Cette suppression immunologique réalisée avec le vaccin Improvac du laboratoire Zoetis est autorisée sur les porcs femelles depuis décembre 2021. Les travaux sont donc moins nombreux que chez les mâles.

L’étude a porté sur 78 élevages de la filière Kintoa de l’AOP pie noir du Pays basque, en deux lots. Un lot témoin de cochettes étaient non vaccinées. Ces animaux étaient issus de ces mêmes élevages ou d’autres élevages de la filière (123 élevages au total). Les effectifs des animaux étaient variables selon les critères mesurés de 186 témoins et 169 vaccinés au maximum à 19 témoins et 67 vaccinés au minimum.

Les animaux vaccinés ont reçu deux injections d’Improvac. La première injection a eu lieu à 18 semaines, puis une autre 28 jours plus tard et des rappels toutes les 12 semaines. L’étude s’est déroulée entre l’été 2021 et l’hiver 2022.

Les mesures du poids carcasse et du TMP ont été menées à l’abattoir de Saint-Jean-Pied-de-Port et dans les ateliers de transformation des éleveurs. Les observations datent ainsi de mai 2022 à août 2023.

L’auteur conclut que « la suppression immunologique temporaire de la fonction ovarienne avec Improvac ne modifie pas de façon significative la qualité de la viande de porcs femelle.
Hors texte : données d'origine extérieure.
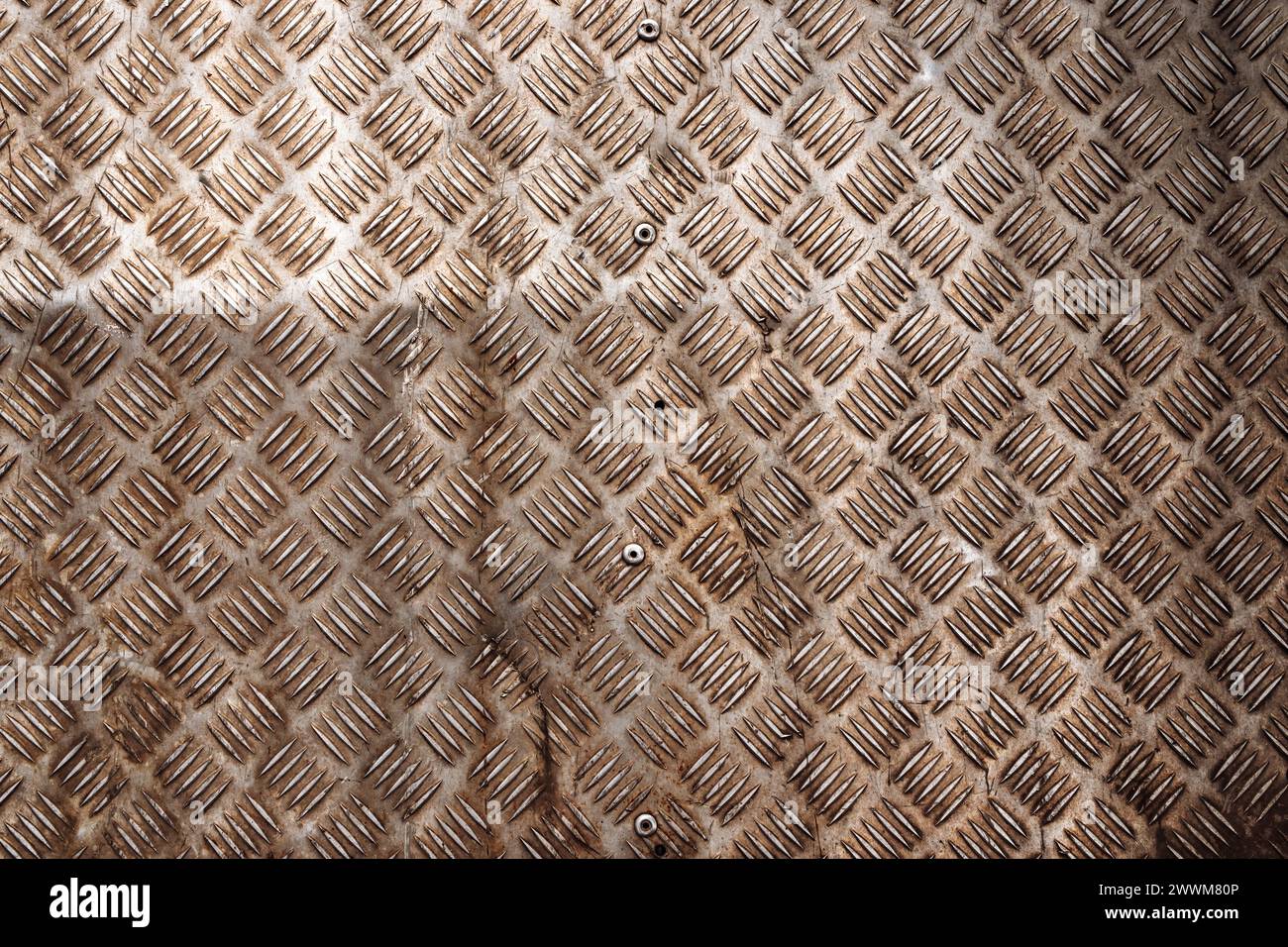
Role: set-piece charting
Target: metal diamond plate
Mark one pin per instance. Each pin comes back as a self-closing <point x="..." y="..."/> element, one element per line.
<point x="612" y="428"/>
Les animaux ont tendance à être plus lourds et plus gras avec une amélioration du persillage. »

Il fait remarquer les limites de l’étude : « les élevages de la filière Kintoa sont de petite taille avec des départs à l’abattoir d’un petit nombre d’animaux et trop peu d’animaux n’ont pas été vaccinés dans les élevages volontaires, contraignant à prendre des animaux témoins d’autres élevages de la même filière. L’étude s’est également déroulée sur une période longue avec des observations réalisées par des opérateurs différents. »

« Ces résultats, si imparfaits soient-ils, semblent néanmoins rassurants pour les éleveurs qui hésiteraient encore face à cette vaccination qui en termes de biosécurité est intéressante car elle supprime l’oestrus des cochettes et diminue d’autant le contact avec les sangliers », conclut Kilian Conreur.